During the January Thaw, we had a few days of above 50F temperatures. We made the most of it and finally attached the sidewall covering to the metal piping in order to have roll up sides. We also attached strapping, using what my husband calls “mule tape”. It is a high test strand woven nylon rope that handles up to 1200 lbs. They use it as his work to pull cables and fibers through conduit in the ground. Sometimes, they have small pieces that can’t be used any longer, or there’s a tiny bit of damage to a strand in the middle of the rope. So, instead of throwing it away, it gets re-purposed, and I save some cash. The strapping helps keep the sidewall in place when it is windy and helps keep it in line when it is being rolled up.

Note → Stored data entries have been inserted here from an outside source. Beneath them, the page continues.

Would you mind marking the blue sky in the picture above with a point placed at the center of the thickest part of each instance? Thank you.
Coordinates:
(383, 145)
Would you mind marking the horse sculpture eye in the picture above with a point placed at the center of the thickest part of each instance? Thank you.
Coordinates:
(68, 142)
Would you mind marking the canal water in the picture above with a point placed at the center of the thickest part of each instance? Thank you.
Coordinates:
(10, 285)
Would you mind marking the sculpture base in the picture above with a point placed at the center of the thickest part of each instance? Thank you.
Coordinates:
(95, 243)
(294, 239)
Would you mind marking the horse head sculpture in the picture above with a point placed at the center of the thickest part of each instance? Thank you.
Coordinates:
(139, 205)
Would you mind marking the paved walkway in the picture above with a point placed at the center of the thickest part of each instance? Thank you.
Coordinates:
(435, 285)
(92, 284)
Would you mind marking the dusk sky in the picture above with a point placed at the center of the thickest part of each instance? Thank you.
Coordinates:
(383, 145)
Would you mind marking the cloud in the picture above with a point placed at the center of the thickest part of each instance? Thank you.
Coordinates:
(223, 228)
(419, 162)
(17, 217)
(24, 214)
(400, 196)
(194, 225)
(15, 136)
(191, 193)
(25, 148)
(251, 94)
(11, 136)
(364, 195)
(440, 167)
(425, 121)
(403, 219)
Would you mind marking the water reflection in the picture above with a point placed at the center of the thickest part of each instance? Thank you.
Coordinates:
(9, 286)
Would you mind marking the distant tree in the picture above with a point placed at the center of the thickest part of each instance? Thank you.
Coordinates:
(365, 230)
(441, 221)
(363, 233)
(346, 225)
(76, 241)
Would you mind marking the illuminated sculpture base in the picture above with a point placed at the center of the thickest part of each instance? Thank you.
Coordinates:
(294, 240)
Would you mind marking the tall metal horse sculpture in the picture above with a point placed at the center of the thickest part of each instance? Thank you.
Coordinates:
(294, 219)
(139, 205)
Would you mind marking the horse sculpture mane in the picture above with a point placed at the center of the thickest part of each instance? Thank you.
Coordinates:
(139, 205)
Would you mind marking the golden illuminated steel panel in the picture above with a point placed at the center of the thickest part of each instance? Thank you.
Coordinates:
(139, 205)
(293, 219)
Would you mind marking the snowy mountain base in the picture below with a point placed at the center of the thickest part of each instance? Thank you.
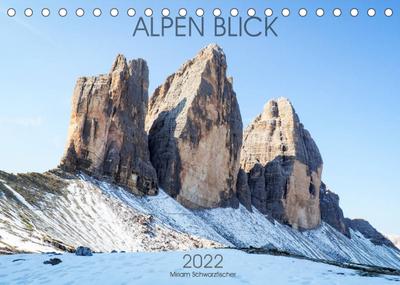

I have also been working on removing any and all weeds and sod from the interior of the hoop houses. It is nice to be out there in a freezing cold day, and the temperature inside is above 50F! One day it was close to 75 and I was working in a tank top and sweating! The box you see in the middle has a hose reel inside of it that I received as a gift at Christmas, I have my Temp Stick on top of it. The Temp Stick talks to my phone and updates the temperature inside.
I was so thrilled to see worms pop up out of the soil when I was working inside. We still need to install drainage tile around the hoop houses to take the excess water away from the insides. One of the benefits of growing in a protected culture environment is that we control the moisture, and to do that we need to remove excess water.
And then it snowed, A LOT! So now our plans are on the back burner. Hopefully for not too much longer!
The goats enjoyed the warm days we had at the end of January, and of course they are not thrilled with the snow that’s on the ground now!